Sentiment and emotional arousal are usually described on a scale. On the other hand, models of emotions are rather categorical – they ask if there is emotion or not. Unless we are talking about Plutchik’s model, which immediately assumes that the intensity of emotions can change: from annoyance through anger to rage, for example. In our model we still wanted to add a zero point, no emotion from the anger spectrum.
After many analyses and pilots we created our tool for annotating emotions, thanks to which every meaning of a word written in a phrase could be assessed on scales which are operationalisations of sentiment models and basic emotions. The participants of the study pointed out the overtones of the word through the interface shown below. Previously, they had also received an accurate, simple written instruction, which they could return to at any time during the study.
A significant stage in the construction of the study was to determine how many words each participant should see. We couldn’t take too much time for them, for example, because people read the text less carefully and give careless answers. The ideal arrangement turned out to be 150 words (phrases) in three rounds. The breaks between the rounds could last even several days – for us, the time spent on each phrase counted (too short and too long had to be rejected from the results).
Further than words
Our next study was supposed to be about the overtones of texts. Linguists do not know from today on that from the meaning of a word to the meaning of the whole text leads a winding road. The grammar and layout of the text also express emotions.

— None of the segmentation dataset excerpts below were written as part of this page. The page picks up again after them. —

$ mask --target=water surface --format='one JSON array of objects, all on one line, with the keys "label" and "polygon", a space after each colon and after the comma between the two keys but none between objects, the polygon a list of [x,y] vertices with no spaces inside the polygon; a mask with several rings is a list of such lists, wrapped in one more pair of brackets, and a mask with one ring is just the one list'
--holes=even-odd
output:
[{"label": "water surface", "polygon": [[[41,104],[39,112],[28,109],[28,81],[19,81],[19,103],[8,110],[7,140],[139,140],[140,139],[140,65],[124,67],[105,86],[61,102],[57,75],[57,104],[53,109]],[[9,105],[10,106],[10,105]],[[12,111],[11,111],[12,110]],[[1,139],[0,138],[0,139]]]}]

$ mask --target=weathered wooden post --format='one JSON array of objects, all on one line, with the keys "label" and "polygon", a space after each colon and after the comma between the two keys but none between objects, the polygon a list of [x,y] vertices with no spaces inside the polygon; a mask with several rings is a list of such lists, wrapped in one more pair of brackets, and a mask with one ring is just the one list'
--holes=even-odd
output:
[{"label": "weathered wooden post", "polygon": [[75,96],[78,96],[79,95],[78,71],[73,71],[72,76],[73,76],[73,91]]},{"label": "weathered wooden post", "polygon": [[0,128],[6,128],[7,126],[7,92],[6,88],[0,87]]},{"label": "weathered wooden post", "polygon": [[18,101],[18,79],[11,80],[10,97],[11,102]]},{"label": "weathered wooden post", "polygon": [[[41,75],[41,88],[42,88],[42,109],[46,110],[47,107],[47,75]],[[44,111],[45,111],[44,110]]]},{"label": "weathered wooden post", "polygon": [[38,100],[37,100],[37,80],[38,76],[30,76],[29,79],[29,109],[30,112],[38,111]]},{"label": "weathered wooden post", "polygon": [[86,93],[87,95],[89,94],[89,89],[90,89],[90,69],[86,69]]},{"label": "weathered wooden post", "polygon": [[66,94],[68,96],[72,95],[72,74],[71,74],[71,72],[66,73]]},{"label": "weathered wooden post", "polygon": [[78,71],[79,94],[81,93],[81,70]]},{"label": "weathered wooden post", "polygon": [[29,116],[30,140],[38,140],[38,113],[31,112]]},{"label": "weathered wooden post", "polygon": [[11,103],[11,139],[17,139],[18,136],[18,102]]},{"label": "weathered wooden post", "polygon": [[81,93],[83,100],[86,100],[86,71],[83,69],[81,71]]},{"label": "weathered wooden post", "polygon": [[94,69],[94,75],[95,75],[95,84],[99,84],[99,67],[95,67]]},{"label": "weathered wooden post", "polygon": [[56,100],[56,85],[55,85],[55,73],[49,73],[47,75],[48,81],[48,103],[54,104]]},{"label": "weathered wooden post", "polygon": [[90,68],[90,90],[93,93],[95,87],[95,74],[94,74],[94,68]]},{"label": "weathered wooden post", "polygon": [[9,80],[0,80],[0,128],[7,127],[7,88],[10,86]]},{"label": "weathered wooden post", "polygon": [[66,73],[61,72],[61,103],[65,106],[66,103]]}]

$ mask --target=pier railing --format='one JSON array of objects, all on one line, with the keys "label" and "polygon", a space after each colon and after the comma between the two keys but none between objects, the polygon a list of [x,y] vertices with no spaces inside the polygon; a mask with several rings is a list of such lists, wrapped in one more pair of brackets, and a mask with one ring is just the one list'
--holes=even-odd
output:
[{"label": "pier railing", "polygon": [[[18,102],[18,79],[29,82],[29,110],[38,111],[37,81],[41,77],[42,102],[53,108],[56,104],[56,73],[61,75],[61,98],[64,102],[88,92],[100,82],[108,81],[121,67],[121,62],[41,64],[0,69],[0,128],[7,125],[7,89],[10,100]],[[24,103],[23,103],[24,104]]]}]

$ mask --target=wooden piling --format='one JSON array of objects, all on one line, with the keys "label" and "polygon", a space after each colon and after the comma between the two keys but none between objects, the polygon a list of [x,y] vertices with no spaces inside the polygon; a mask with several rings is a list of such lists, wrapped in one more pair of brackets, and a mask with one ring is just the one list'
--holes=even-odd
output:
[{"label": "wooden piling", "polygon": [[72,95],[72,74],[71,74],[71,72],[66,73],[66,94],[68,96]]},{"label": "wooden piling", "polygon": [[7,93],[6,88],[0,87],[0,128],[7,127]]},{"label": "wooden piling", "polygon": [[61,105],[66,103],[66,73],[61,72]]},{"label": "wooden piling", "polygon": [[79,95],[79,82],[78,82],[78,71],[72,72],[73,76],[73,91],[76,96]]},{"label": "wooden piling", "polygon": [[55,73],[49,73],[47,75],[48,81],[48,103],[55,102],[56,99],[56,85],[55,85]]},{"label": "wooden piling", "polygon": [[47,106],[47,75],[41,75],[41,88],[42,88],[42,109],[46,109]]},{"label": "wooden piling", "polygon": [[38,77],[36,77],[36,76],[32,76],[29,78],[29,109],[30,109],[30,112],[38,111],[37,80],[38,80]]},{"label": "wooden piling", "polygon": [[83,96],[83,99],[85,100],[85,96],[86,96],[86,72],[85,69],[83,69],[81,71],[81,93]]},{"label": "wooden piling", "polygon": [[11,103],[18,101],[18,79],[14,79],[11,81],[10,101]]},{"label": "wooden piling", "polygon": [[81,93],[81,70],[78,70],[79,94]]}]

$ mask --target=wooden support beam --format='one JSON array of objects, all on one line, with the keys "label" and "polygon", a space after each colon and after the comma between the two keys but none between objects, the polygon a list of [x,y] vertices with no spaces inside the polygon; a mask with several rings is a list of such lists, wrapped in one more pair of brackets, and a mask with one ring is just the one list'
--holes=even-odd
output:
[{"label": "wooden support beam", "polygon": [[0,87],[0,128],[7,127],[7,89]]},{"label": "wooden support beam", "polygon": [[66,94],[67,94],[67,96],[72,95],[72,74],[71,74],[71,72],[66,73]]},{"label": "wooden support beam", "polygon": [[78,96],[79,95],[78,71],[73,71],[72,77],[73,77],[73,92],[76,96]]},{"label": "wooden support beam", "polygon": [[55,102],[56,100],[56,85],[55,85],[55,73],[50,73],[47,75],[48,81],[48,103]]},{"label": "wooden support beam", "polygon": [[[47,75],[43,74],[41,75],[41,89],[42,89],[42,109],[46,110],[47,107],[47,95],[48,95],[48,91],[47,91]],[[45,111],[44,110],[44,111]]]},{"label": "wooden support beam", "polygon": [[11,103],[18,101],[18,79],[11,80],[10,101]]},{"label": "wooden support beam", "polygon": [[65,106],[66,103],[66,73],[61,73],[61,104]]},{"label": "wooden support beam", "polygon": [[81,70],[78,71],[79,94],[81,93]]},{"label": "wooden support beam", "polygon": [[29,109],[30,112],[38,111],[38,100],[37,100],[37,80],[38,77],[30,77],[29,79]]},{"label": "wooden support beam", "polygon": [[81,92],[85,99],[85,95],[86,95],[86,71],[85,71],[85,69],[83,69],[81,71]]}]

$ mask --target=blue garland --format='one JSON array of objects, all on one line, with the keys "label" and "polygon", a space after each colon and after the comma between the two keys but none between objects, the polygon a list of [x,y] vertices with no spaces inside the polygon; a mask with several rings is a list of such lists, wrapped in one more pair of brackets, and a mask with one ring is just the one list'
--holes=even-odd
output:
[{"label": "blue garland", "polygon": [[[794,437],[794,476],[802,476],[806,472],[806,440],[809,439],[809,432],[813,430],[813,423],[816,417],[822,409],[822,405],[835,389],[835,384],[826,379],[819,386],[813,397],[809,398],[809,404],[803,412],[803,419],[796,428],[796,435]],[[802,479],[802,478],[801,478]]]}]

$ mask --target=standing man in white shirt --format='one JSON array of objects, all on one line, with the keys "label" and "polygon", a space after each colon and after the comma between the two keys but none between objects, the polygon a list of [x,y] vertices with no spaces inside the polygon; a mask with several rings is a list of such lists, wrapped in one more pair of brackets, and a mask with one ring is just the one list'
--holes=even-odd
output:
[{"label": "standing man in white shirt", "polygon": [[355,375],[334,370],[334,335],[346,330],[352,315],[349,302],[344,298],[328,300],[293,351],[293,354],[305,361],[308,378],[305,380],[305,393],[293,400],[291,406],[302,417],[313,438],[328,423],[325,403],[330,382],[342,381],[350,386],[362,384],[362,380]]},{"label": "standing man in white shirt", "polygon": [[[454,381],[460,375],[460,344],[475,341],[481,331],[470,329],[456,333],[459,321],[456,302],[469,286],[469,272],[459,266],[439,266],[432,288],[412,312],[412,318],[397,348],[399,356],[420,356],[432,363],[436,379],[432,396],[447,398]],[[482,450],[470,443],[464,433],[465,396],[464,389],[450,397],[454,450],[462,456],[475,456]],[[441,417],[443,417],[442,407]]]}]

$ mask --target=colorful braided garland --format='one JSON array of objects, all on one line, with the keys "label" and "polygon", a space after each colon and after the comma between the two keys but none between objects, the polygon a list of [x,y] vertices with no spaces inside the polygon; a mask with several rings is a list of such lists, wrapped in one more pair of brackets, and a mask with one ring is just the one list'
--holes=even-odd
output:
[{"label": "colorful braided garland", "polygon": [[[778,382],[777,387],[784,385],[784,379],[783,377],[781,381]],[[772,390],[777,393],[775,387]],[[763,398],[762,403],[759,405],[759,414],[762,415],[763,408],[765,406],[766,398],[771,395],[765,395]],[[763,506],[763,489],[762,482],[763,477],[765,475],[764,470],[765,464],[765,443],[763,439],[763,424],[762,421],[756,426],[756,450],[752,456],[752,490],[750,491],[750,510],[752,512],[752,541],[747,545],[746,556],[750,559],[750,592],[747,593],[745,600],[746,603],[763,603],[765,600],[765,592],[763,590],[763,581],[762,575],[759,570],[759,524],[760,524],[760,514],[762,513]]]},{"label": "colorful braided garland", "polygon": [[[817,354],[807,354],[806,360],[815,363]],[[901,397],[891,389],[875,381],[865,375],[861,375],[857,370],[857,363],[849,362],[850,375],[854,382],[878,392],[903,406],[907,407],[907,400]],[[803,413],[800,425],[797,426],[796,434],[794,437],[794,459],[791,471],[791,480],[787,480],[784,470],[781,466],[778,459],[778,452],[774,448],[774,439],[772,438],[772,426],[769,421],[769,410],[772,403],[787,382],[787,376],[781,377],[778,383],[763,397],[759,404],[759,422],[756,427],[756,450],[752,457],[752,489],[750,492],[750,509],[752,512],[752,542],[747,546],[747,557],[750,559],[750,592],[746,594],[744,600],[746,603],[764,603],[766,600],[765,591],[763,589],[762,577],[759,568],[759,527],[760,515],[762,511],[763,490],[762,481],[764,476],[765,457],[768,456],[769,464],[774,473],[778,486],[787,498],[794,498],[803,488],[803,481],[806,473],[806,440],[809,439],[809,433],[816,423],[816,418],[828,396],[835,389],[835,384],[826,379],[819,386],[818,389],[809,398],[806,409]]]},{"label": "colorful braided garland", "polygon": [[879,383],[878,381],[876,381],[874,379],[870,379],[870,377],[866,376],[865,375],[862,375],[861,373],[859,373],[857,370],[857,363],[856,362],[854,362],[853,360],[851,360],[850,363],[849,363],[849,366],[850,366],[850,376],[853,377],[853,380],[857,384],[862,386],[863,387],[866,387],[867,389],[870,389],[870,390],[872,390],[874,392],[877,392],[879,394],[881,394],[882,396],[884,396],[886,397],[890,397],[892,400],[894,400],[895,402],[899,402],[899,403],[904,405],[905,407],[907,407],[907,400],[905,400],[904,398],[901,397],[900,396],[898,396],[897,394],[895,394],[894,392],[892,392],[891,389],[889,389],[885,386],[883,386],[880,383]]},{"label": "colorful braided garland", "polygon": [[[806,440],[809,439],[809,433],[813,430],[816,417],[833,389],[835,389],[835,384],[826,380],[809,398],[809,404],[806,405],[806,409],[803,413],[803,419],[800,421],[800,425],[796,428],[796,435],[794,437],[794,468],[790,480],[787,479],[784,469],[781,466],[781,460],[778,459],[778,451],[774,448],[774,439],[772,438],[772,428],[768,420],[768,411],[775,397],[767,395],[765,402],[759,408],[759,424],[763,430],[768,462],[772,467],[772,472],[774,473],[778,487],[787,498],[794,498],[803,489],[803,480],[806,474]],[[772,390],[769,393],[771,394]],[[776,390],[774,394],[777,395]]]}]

The project assumed that we would examine opinions – for example about hotels and doctors. It was not difficult to collect opinions, additionally they could be divided into positive and negative based on the accompanying stars or point scores. The challenge was to select domain-neutral texts. We enriched our corpus with shorter forms, sentences and phrases, coming from Paralingua corpus or our pilot studies, among others. Slightly later, our colleagues working in the WordNet team also created a corpus of opinions (annotated emotionally not by the participants of the research, but by linguists).

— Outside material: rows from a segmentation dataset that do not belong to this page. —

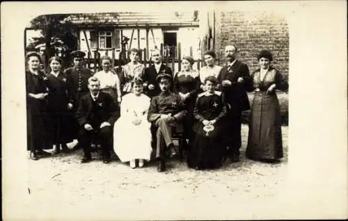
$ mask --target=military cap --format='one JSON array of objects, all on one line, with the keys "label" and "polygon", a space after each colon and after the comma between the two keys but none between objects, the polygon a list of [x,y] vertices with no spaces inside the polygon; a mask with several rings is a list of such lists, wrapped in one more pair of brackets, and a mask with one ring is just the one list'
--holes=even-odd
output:
[{"label": "military cap", "polygon": [[161,79],[169,79],[173,81],[173,77],[171,74],[167,73],[161,73],[156,77],[156,81],[159,82]]},{"label": "military cap", "polygon": [[86,56],[86,53],[82,51],[74,51],[70,53],[70,55],[74,58],[84,58]]}]

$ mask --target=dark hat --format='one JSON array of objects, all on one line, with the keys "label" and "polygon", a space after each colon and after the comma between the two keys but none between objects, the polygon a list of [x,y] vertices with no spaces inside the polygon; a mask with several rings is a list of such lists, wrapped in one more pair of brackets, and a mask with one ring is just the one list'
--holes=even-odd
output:
[{"label": "dark hat", "polygon": [[156,77],[156,81],[159,82],[161,79],[169,79],[171,81],[173,81],[173,77],[171,74],[166,73],[161,73],[157,77]]},{"label": "dark hat", "polygon": [[86,56],[86,53],[82,51],[74,51],[70,53],[70,55],[73,58],[84,58]]},{"label": "dark hat", "polygon": [[258,60],[260,60],[261,58],[267,58],[269,60],[269,61],[273,60],[272,54],[271,53],[271,51],[267,50],[262,50],[260,52],[258,56]]},{"label": "dark hat", "polygon": [[40,63],[42,62],[41,55],[40,54],[40,53],[36,52],[36,51],[29,51],[29,52],[26,53],[25,58],[26,58],[26,59],[28,59],[28,58],[29,58],[29,57],[31,57],[31,56],[37,57],[39,59],[39,61]]},{"label": "dark hat", "polygon": [[193,58],[192,58],[191,56],[184,56],[184,58],[182,58],[182,60],[187,60],[191,65],[192,65],[195,63]]},{"label": "dark hat", "polygon": [[209,55],[214,59],[216,58],[216,54],[215,54],[215,51],[214,51],[214,50],[207,50],[204,51],[203,56],[205,55]]}]

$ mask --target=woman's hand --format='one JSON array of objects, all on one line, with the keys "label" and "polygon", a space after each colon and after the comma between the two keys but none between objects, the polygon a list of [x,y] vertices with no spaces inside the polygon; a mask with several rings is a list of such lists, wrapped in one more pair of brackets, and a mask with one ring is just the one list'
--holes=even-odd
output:
[{"label": "woman's hand", "polygon": [[70,110],[71,109],[72,109],[72,104],[69,103],[69,104],[68,104],[68,110]]},{"label": "woman's hand", "polygon": [[276,89],[276,84],[274,83],[271,85],[268,88],[267,91],[267,95],[270,95],[274,92],[274,90]]},{"label": "woman's hand", "polygon": [[134,119],[132,121],[132,124],[133,124],[133,125],[135,125],[135,126],[138,126],[138,125],[139,125],[141,123],[141,119],[139,119],[139,117],[136,117],[136,118],[134,118]]},{"label": "woman's hand", "polygon": [[35,99],[42,100],[47,95],[48,95],[48,93],[39,93],[39,94],[36,94],[36,95],[32,94],[31,97],[35,98]]},{"label": "woman's hand", "polygon": [[212,120],[211,121],[209,122],[209,124],[210,125],[214,125],[216,122],[216,120]]}]

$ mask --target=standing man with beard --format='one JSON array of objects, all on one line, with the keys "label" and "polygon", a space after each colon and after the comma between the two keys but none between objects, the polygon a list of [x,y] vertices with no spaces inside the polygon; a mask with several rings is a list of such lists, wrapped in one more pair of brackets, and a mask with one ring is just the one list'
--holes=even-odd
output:
[{"label": "standing man with beard", "polygon": [[218,76],[219,88],[228,106],[226,141],[228,149],[226,154],[232,162],[239,161],[242,112],[250,110],[246,90],[251,81],[248,66],[237,60],[236,54],[237,47],[235,45],[226,47],[226,65]]},{"label": "standing man with beard", "polygon": [[145,69],[143,76],[144,93],[150,98],[152,98],[161,92],[159,84],[156,82],[156,78],[159,74],[166,73],[173,77],[171,67],[162,63],[162,56],[159,49],[152,51],[151,60],[153,64]]},{"label": "standing man with beard", "polygon": [[[86,56],[86,53],[81,51],[74,51],[70,55],[73,58],[74,67],[65,69],[65,75],[67,77],[70,91],[70,103],[72,104],[72,111],[75,113],[81,97],[89,92],[88,79],[93,76],[94,73],[90,69],[84,67],[84,57]],[[77,138],[79,128],[77,121],[75,120],[75,122],[72,125],[74,125],[73,137]],[[79,143],[74,149],[77,149],[80,147],[81,145]]]}]

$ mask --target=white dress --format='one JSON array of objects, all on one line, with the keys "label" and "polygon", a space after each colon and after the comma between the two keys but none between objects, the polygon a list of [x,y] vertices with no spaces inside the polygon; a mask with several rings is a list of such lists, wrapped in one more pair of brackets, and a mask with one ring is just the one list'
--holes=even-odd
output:
[{"label": "white dress", "polygon": [[[129,93],[122,97],[121,116],[115,122],[113,129],[113,150],[122,162],[134,159],[150,161],[152,151],[150,124],[147,119],[150,101],[143,94],[136,96]],[[132,122],[136,117],[141,122],[136,126]]]}]

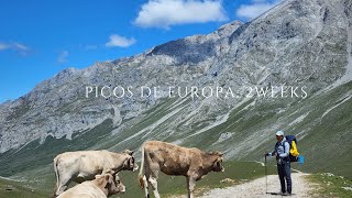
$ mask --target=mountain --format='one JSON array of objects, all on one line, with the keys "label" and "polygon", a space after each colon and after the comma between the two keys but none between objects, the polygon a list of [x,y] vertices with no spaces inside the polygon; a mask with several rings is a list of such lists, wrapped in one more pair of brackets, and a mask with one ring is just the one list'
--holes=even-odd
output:
[{"label": "mountain", "polygon": [[[350,0],[286,0],[251,22],[65,69],[0,106],[0,175],[44,172],[64,151],[138,151],[146,140],[260,161],[282,129],[306,156],[297,168],[351,176],[351,25]],[[146,87],[158,96],[142,97]],[[103,97],[114,88],[118,97]]]}]

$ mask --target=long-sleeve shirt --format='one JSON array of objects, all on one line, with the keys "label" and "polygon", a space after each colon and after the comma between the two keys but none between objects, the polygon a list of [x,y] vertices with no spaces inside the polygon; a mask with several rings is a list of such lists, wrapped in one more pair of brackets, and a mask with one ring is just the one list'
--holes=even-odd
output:
[{"label": "long-sleeve shirt", "polygon": [[283,161],[289,161],[289,143],[286,141],[286,138],[284,138],[280,142],[276,142],[274,151],[268,153],[268,155],[273,156],[275,153],[277,153],[277,164],[282,164]]}]

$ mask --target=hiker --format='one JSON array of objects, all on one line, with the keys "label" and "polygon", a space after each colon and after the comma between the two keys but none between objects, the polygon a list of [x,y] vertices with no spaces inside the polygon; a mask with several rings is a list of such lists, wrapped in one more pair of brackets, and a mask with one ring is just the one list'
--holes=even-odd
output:
[{"label": "hiker", "polygon": [[[265,156],[275,156],[277,161],[277,174],[282,185],[282,195],[292,195],[292,178],[290,178],[290,160],[289,160],[289,143],[286,141],[283,131],[276,132],[275,150],[272,153],[265,153]],[[285,179],[287,188],[285,186]]]}]

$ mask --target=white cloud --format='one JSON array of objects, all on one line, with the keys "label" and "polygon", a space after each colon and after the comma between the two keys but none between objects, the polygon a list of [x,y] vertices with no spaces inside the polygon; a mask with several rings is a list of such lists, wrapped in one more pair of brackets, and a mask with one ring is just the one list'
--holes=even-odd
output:
[{"label": "white cloud", "polygon": [[9,50],[11,48],[11,46],[7,43],[0,43],[0,51],[6,51],[6,50]]},{"label": "white cloud", "polygon": [[279,2],[280,0],[253,0],[251,4],[240,6],[237,10],[237,15],[246,20],[252,20]]},{"label": "white cloud", "polygon": [[228,19],[218,0],[150,0],[142,6],[134,24],[168,29],[174,24],[205,23]]},{"label": "white cloud", "polygon": [[13,50],[19,52],[22,55],[28,55],[30,47],[16,42],[0,43],[0,51],[8,51],[8,50]]},{"label": "white cloud", "polygon": [[58,63],[66,63],[67,62],[67,56],[69,55],[68,51],[63,51],[59,53],[57,62]]},{"label": "white cloud", "polygon": [[118,34],[112,34],[109,38],[110,38],[109,42],[106,43],[107,47],[114,47],[114,46],[129,47],[136,42],[133,37],[128,38],[124,36],[120,36]]}]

To make the results comparable to those of the words, we examined the overtones of the texts with the participation of a representative group of people on the same scales as the words. This study involved 2,000 people and 7,000 texts and phrases. Each participant read 50 texts, and each text was rated by at least 25 people.
First people, then AI
Currently, our Sentimenti tools for classifying texts by emotion and sentiment achieve high accuracy for every emotion. The most modern, fancy neural networks or other algorithms cannot do this without good data. We were able to teach our artificial intelligence of emotions only because we collected a well constructed database of emotional words and texts evaluated by a representative group of Polish language users.

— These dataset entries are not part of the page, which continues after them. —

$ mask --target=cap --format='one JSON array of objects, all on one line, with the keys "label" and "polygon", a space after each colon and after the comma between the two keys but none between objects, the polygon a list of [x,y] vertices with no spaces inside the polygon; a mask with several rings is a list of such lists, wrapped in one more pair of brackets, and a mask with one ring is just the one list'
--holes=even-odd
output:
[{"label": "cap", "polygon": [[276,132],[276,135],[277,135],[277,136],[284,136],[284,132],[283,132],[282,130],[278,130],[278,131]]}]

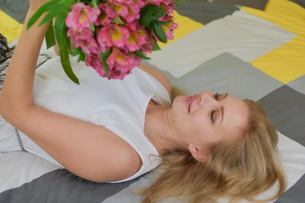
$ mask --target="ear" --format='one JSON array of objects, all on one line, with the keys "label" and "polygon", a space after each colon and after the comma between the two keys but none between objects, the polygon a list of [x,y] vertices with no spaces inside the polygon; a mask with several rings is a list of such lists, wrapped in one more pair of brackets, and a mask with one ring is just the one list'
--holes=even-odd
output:
[{"label": "ear", "polygon": [[207,148],[199,148],[192,145],[189,146],[189,150],[195,159],[202,163],[207,161],[210,153],[209,150]]}]

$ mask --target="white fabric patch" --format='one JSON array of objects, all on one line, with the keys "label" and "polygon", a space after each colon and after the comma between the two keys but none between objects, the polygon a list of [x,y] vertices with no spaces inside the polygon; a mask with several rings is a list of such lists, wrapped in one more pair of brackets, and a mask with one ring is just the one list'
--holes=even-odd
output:
[{"label": "white fabric patch", "polygon": [[21,151],[0,153],[0,193],[29,183],[45,173],[62,168],[30,153]]},{"label": "white fabric patch", "polygon": [[179,77],[226,52],[250,62],[296,36],[272,22],[237,11],[166,46],[162,51],[154,52],[149,62]]}]

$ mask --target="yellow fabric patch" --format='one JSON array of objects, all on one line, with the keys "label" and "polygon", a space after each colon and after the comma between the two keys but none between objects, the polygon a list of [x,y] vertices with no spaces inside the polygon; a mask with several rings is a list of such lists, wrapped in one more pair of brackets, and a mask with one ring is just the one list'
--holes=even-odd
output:
[{"label": "yellow fabric patch", "polygon": [[20,24],[0,10],[0,33],[9,43],[19,38],[23,25]]},{"label": "yellow fabric patch", "polygon": [[269,0],[265,11],[246,7],[242,10],[297,35],[250,63],[284,84],[305,74],[305,9],[287,0]]},{"label": "yellow fabric patch", "polygon": [[176,11],[174,11],[173,13],[174,21],[177,23],[179,25],[174,31],[173,39],[168,40],[166,44],[162,42],[158,43],[161,48],[204,26],[203,24],[193,20],[189,18],[179,15]]},{"label": "yellow fabric patch", "polygon": [[258,69],[284,84],[305,74],[305,38],[300,36],[251,61]]}]

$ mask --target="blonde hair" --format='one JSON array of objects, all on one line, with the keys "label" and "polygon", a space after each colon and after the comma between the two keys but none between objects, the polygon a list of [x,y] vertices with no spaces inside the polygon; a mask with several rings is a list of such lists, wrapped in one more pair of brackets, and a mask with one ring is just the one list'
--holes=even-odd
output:
[{"label": "blonde hair", "polygon": [[[174,93],[179,93],[177,90]],[[190,203],[213,203],[218,198],[228,198],[231,203],[243,199],[263,202],[284,192],[286,181],[277,155],[275,128],[259,104],[244,101],[250,111],[244,136],[233,144],[218,143],[204,163],[189,152],[169,151],[155,169],[160,172],[156,181],[147,189],[137,190],[146,195],[142,203],[170,197]],[[255,199],[277,181],[278,189],[274,196]]]}]

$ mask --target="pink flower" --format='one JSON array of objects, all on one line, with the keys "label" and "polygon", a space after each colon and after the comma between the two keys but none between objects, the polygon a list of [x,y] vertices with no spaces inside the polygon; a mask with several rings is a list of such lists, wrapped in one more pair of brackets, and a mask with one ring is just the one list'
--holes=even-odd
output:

We have already written about how we constructed and taught algorithms for automatic analysis of emotions, both on the blog and in a scientific publication. A part of our word database (about 20%) will be published as a corpus accompanying the publication describing in detail the data collection and analysis. This means that this resource will be available for scientists from all over the world who want to study emotions in Polish. We want the database to be as interactive as NAWL’s list of affective words, with its own dedicated page.